Circus success: Grads who trade boardroom for the Big Top

The fire-breathing, nail beds and sword-swallowing of circus sideshows captured Thom Britton's attention at age 14. And so, after graduating from University of Alabama with a degree in computer science, he decided to pursue his true passion. Even as he finished his freshman year, he knew that he preferred the circus. So he finished his degree to satisfy his father--then ran away, so to speak, to follow his big-top dreams.



"I have a knack for it and I knew I had some sort of ability because my first shows were hits," said Britton. "I thought, 'I'll never have that with computers...' Other than Steve Jobs and Bill Gates no one can name anyone else in computers, so if I am going to make a mark on something, I have more of a gift here [in the circus business] than with computers."

Britton's colleague Samuel Sion, the entertainment director of Circo Rose Entertainment, agrees that working with the circus has perks that day jobs lack.

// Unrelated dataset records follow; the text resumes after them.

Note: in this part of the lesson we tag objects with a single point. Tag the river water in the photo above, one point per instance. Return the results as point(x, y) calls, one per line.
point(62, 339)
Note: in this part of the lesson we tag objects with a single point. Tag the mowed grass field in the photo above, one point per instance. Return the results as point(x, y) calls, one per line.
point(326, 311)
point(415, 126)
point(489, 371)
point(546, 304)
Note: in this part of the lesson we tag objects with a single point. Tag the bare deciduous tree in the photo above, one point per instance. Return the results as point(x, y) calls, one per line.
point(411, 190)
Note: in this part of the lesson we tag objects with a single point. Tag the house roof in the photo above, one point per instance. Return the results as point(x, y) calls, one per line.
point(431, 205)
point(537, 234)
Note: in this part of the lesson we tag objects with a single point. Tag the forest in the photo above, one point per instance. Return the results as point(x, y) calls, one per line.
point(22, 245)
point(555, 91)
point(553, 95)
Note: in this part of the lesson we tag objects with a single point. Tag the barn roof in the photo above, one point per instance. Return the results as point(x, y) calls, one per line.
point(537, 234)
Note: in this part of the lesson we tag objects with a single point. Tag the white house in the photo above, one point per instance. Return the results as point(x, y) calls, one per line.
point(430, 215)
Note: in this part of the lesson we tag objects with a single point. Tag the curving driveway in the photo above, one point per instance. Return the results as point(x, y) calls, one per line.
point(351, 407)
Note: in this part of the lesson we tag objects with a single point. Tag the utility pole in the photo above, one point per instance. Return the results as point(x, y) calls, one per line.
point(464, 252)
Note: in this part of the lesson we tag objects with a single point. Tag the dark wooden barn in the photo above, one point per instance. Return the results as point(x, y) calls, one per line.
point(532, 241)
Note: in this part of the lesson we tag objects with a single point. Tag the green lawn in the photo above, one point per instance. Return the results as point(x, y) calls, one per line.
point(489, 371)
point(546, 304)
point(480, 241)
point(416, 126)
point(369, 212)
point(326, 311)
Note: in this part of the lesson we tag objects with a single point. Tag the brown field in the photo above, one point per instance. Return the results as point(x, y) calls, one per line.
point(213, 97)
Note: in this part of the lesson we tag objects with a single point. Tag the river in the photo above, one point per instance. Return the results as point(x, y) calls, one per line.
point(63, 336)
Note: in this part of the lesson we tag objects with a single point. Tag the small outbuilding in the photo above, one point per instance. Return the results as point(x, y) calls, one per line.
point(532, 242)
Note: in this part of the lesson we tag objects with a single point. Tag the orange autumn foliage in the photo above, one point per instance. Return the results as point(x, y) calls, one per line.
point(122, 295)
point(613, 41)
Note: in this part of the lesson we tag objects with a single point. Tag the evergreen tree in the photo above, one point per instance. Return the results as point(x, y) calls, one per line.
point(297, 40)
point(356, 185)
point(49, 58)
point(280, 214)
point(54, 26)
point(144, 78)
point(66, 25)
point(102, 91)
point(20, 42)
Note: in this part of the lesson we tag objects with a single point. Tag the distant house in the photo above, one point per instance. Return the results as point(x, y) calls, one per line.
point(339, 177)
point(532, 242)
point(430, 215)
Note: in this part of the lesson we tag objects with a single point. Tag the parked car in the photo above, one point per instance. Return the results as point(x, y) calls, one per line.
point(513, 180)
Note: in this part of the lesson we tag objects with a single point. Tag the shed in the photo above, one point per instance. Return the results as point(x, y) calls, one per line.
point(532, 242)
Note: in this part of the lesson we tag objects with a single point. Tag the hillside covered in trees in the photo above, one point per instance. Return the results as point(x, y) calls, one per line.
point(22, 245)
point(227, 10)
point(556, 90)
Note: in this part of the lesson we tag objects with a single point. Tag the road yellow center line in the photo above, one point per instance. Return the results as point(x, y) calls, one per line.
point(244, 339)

The director and specialty trapeze artist enjoys working the hours he chooses and the opportunity to travel the world. "It's rewarding," said Sion. "It gives you a thrill that you don't get anywhere else."

Britton, the side show performer who performs at Sion's circus as well as at the Flying Cat Circus, has a quality that sets him apart from most circus folk: He always reveals his tricks. He specializes in skills such as breathing fire, swallowing swords and lying on a bed of nails, which are learned skills rather than optical illusions. He believes that explaining exactly how he hammers a nail through his head or extinguishes a torch with his mouth helps the audience better appreciate his show. "That's what makes what I do better than magic," said Britton.